Nina Maroccolo, “veggente” del XXI secolo

Condividiamo le riflessioni di Fausta Genziana Le Piane (poeta, scrittrice e giornalista) sull'opera di Nina Maroccolo "Malestremo":

Nina Maroccolo, “veggente” del XXI secolo
Nina Maroccolo è un talento raro, uno di quelli che si è felici di incontrare perché tanto c’è da imparare dal loro modo di scrivere e vivere la realtà. E’ un’artista vera dalla personalità originale e spiccata anche nel modo di vestire e di porgersi, del tutto personali, sorprendenti e stravaganti. Vengono in mente i grandi dandies (senza la loro ostentazione di eleganza, il loro disprezzo, il loro distacco dalla realtà), da Oscar Wilde a Charles Baudelaire per i quali l’abbigliamento era già poesia, un modo di presentare con orgoglio la propria diversità in un mondo omologato. In un’epoca in cui l’Arte è grigia, appiattita, fatta di luoghi comuni, Nina, sincera e imbarazzante, è una voce fuori dal coro: propone sperimentazioni di linguaggi e contenuti mai fini a se stessi.
Questa non vuole essere una recensione a Malestremo perché altri meglio di me sapranno farla ma, solo una riflessione.
La formula breve data ai racconti di Malestremo – Sedici saggi sull’altrove, Edizioni Tracce, 2013 - ne facilita la lettura: ogni racconto è come un lampo accecante. Nina si tuffa nell’abisso del suo io che diventa sé e poi noi: “Je est un autre”, fissando le sue vertigini.

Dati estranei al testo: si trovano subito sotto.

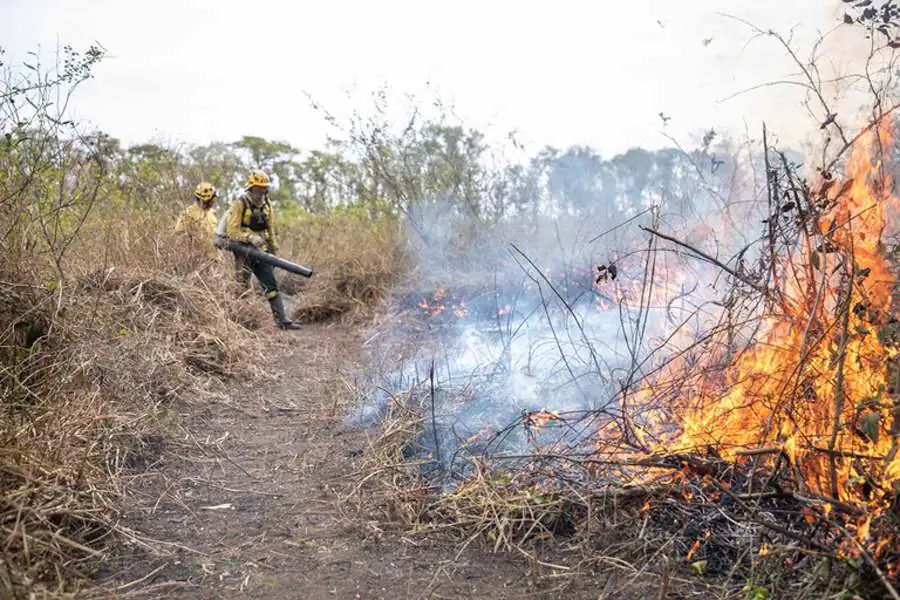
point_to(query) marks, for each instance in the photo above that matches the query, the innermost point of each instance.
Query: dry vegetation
(109, 322)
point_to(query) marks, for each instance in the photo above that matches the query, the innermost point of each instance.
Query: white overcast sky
(562, 72)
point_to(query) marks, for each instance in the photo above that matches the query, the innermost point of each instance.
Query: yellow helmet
(205, 191)
(257, 177)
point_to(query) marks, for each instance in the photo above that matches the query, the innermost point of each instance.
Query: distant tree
(882, 16)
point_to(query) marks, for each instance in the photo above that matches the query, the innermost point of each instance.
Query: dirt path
(251, 507)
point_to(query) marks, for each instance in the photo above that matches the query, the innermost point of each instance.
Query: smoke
(551, 315)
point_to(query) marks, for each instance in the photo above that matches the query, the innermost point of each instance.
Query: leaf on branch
(869, 424)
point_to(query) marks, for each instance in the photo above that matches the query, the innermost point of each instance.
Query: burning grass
(758, 459)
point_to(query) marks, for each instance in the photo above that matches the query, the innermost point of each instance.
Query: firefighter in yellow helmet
(251, 220)
(197, 221)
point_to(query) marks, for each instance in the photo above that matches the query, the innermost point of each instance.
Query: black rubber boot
(281, 320)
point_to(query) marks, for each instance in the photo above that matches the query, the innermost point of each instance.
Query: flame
(812, 385)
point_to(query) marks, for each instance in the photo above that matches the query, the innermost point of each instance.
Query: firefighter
(198, 220)
(251, 220)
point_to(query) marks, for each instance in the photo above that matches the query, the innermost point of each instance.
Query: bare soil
(246, 502)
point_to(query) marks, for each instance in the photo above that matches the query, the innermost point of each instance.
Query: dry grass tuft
(91, 366)
(356, 261)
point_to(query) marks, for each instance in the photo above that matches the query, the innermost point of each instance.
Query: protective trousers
(265, 273)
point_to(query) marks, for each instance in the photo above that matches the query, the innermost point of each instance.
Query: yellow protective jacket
(239, 223)
(197, 222)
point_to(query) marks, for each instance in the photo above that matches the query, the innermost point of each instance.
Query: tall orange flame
(815, 383)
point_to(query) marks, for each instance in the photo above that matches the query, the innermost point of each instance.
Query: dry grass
(355, 260)
(680, 536)
(92, 363)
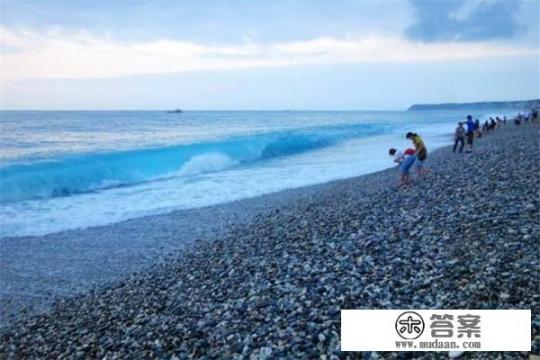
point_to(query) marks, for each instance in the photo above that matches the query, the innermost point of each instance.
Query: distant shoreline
(485, 105)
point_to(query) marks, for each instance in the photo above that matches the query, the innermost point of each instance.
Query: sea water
(63, 170)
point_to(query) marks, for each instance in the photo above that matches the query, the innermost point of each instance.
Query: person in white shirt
(405, 159)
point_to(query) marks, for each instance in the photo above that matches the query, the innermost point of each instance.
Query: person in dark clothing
(459, 137)
(477, 128)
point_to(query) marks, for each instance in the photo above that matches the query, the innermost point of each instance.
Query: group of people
(405, 159)
(472, 130)
(465, 133)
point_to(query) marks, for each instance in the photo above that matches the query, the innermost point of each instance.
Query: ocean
(62, 170)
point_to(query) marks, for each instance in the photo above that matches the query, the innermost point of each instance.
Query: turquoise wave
(99, 171)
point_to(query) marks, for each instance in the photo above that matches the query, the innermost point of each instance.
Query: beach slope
(464, 237)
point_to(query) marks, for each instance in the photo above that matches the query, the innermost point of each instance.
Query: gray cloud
(436, 20)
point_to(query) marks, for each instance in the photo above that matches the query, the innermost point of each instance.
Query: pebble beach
(268, 277)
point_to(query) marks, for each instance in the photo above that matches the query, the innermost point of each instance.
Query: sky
(273, 55)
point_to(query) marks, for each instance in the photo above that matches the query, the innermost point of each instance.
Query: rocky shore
(467, 236)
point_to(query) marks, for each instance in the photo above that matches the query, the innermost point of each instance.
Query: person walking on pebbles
(404, 159)
(459, 137)
(470, 133)
(421, 152)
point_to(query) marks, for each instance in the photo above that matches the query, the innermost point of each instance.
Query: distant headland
(492, 105)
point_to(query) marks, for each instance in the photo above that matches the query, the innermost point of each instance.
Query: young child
(459, 137)
(404, 159)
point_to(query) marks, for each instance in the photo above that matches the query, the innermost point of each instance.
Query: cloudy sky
(255, 54)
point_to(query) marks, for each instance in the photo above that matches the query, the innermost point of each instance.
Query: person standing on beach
(421, 152)
(477, 128)
(404, 159)
(459, 137)
(470, 133)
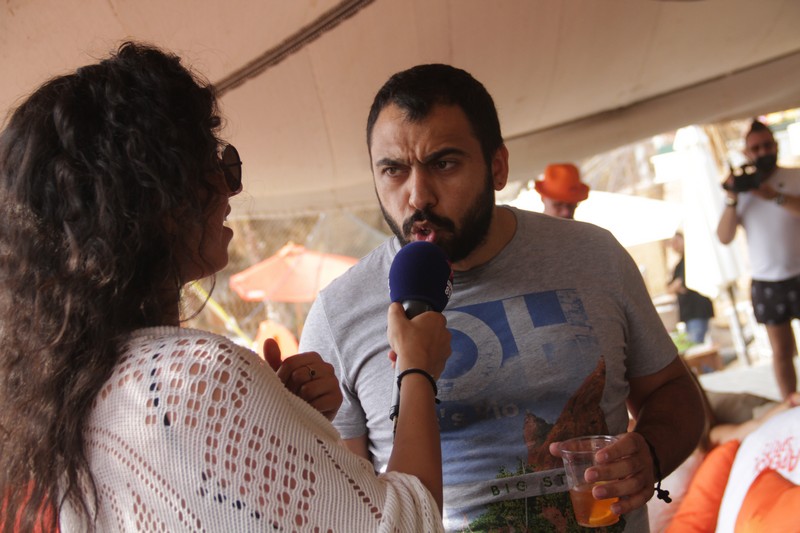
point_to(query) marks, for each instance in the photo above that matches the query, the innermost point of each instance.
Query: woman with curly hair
(114, 189)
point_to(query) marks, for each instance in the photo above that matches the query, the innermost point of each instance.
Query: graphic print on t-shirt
(524, 372)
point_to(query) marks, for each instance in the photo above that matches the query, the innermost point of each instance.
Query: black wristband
(408, 371)
(661, 494)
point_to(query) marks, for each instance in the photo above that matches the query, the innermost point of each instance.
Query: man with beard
(553, 332)
(767, 204)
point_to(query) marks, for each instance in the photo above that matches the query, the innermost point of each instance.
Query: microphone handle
(412, 308)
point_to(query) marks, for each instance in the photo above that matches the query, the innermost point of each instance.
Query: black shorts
(776, 302)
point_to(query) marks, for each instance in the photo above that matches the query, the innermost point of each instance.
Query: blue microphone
(420, 278)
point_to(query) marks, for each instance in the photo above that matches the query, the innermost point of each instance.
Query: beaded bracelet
(661, 494)
(408, 371)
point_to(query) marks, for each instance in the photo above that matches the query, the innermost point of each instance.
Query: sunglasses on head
(231, 165)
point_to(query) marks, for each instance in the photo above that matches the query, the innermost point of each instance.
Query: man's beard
(461, 240)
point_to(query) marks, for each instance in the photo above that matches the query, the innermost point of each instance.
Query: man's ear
(500, 168)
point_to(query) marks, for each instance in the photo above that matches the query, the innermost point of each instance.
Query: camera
(747, 178)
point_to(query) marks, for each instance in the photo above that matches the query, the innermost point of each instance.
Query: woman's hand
(423, 342)
(307, 376)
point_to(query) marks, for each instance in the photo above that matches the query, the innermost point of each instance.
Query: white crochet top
(195, 433)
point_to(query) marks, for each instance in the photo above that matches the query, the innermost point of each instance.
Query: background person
(770, 215)
(561, 190)
(114, 189)
(694, 309)
(554, 333)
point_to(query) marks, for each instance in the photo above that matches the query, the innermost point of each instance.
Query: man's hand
(307, 376)
(626, 467)
(765, 191)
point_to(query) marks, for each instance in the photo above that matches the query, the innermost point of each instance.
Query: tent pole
(737, 335)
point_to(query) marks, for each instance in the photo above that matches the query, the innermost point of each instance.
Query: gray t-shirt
(544, 338)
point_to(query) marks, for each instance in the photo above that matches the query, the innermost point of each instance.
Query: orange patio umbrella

La sua scrittura – del tutto particolare – insolita, evocativa, a volte surreale, a volte allucinata - che ricorda, come ho già detto quella di Arthur Rimbaud - scava l’insondabile, cerca sogni, miti, destinazioni, magie, luoghi d’appuntamento. Istanti. Dall’infinitamente piccolo all’infinitamente grande. Dal racconto intitolato Cronistoria di un’attesa dove un appuntamento segnato dallo scorre dei minuti diventa pretesto per indagare se stessi a quello intitolato In viaggio dove la ricerca spirituale - cominciata nei due libri precedenti - continua puntuale.
Il libro è, infatti, sospeso tra realtà – la terra – e spiritualità – il cielo, l’alto, tra realtà e sogno. Ricorre l’immagine della montagna (In viaggio, Si è frantumata la montagna): alta, verticale, vicina al cielo è il simbolo della trascendenza e del centro. La montagna frana, bisogna iniziare un nuovo cammino.